Свои первые часы Бенцион собрал, когда ему исполнилось двенадцать лет. Это был конструктор; он купил его после того, как они с Иосифом поехали к морю. Бенцион не помнил, когда именно они познакомились; было лишь несколько картинок, остававшихся в памяти, не имевших ни точной даты, ни срока давности – как неуместная новизна обоев, обнажившаяся под снятой со стены выцветшей, почти до неразличимости лиц и предметов, фотографией. Он видел круживших над его домом птиц. Голуби были белыми, солнце отсвечивало от их перьев. Ему было неизвестно, как долго это продолжалось тогда и как часто могло повторяться – он стоит у подъезда, запрокинув голову, приставив ладонь ко лбу, он будет смотреть на них, пока они не улетят. А вот он идет по двору. На асфальте лужи, в них отражаются провода, облака, окна домов. Он держит птицу. Она вырывалась, а теперь не вырывается. У нее гладкие перья, хрупкие, чужие. Вот перед ним мальчик, он выше его, немного старше. Бенцион протягивает ему птицу. Мальчик говорит, что у голубя подбито крыло. Теперь птица у мальчика. Ее глаз повернут к Бенциону, но он понимает, что птица не смотрит на него. Глаз затягивается белой дымкой. Мальчик уходит, Бенцион видит его спину. Это Иосиф.

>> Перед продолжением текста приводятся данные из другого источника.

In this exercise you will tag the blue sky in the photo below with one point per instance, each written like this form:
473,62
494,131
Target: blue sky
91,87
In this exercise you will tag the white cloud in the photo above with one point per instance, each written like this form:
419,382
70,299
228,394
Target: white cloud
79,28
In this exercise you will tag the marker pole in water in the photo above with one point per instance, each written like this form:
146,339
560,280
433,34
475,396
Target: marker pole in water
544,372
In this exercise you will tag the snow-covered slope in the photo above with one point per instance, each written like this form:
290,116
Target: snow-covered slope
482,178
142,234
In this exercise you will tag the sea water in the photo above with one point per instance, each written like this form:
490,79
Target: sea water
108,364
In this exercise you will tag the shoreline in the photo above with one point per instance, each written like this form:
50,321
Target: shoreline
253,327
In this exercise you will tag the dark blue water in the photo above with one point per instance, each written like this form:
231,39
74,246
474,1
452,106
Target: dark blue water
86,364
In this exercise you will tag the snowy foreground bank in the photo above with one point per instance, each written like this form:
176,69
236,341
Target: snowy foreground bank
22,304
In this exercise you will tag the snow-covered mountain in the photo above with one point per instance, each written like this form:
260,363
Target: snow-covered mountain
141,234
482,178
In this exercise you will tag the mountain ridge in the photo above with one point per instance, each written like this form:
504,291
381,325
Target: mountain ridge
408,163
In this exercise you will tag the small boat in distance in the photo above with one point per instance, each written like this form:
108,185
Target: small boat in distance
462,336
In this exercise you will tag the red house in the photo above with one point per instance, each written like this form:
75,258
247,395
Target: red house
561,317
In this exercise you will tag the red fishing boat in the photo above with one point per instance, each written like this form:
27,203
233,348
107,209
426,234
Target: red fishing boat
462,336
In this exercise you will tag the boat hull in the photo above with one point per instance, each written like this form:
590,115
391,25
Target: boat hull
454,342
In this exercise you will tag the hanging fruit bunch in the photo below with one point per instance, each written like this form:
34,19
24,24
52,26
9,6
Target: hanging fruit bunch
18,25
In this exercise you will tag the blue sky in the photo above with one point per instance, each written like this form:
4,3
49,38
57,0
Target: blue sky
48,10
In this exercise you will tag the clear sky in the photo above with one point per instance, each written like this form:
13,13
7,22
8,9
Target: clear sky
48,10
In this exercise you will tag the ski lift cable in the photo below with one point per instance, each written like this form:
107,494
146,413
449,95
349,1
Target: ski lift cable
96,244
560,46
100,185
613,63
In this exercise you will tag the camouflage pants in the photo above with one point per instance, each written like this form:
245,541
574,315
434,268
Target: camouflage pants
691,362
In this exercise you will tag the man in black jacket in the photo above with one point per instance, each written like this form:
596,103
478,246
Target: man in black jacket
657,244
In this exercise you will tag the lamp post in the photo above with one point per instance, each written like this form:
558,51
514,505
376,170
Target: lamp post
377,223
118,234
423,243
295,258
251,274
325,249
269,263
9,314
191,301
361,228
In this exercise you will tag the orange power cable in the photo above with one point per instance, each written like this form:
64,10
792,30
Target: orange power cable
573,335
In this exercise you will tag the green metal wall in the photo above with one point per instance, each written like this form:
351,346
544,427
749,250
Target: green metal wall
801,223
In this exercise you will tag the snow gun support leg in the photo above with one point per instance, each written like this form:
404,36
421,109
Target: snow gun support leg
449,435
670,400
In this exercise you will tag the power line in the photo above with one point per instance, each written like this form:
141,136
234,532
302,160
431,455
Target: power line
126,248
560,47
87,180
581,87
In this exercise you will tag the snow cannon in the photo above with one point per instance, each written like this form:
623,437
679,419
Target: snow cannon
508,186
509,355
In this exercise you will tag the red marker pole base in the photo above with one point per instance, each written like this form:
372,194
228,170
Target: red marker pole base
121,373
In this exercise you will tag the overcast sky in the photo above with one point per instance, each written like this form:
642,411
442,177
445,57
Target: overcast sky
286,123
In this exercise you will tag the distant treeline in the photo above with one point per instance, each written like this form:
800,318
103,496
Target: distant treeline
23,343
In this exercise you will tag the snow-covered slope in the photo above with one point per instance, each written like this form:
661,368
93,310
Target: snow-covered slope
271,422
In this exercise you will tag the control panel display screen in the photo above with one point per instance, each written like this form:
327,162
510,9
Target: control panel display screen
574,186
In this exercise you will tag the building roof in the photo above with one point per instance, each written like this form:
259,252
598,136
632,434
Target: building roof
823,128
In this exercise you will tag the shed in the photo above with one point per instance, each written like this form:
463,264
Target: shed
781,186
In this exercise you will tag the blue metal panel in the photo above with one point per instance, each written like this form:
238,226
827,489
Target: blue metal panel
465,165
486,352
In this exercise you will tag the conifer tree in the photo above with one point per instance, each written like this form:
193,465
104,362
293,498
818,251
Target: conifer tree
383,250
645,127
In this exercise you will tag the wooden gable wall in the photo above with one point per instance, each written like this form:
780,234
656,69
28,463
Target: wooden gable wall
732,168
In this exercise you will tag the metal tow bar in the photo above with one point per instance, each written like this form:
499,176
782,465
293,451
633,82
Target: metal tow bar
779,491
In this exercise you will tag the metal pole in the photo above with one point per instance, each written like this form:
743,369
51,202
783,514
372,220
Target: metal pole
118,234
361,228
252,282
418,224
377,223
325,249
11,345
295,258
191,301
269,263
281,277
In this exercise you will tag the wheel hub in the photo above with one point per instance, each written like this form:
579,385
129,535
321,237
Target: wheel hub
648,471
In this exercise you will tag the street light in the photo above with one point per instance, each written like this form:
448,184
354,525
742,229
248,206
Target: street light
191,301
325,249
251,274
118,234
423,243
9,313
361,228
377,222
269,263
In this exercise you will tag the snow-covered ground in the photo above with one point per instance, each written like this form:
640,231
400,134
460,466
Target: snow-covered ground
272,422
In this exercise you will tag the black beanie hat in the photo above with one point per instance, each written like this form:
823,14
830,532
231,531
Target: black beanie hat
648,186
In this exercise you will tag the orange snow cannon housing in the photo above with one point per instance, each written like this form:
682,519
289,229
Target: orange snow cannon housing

В тот год он стал часто бывать у Иосифа, в голубятне. Голубятней был двухэтажный сарай, крытый серым шифером, обитый фанерой и листами жести. Окна были только на втором этаже. Вернее не окна, а затянутые мелкой сеткой рамы из необструганных досок – от пола до потолка. Сарай был выкрашен зеленой краской – краска пропитала фанерные листы, они оставались более темными. На жестяных листах краска вылиняла, шла пузырями, в которых копилась, разъедая обнажившийся металл, ржавая влага. «С высоты, голубятня напоминает потрепанное лоскутное одеяло, – думал Бенцион, – или картонную шахматную доску, которую кто-то решил сложить в кубик. Птицы возвращаются сюда».
Птицы возвращались. Бенцион не знал точно, сколько их было. Когда он приходил к Иосифу, обычно – под вечер, они сидели с ним на первом этаже. Там стояли два кресла с выступающими пружинами, на истертых спинках еще проступал рисунок – каменный дом с освещенными окнами, с башенкой под островерхой крышей; вокруг дома – лес. У Иосифа были сигареты. Он брал из пачки у деда, а тот не замечал. Они сидели там, на первом этаже, и курили. Разговаривали мало. Голубятня была на втором этаже. Там Бенцион не бывал ни разу. Иосиф поднимался туда один. Он говорил: «Подожди, я сейчас». Скрипела расшатанная дощатая лестница; потом Бенцион слышал стук закрывающейся рамы, хлопанье птичьих крыльев. Через несколько минут Иосиф возвращался. Иногда он приносил с собой записки – скрученные в плотные трубочки клочки бумаги. Он показывал их Бенциону. Некоторые письма были адресованы Иосифу. Но не все. В тех, других, письмах обычно были каракули – не разобрать: либо почерк непонятный, либо буквы, расплывшиеся от влаги, либо надпись на незнакомом им языке. Иногда написанное все же удавалось прочитать, но это помогало мало: «Мы о вас тоже помним», «В три часа; если ветер не переменится», «Ваша теория основывается на неверной предпосылке», и тому подобное. На следующее утро Иосиф насыпал отдохнувшим голубям корм, а потом они улетали, неся чужие письма дальше.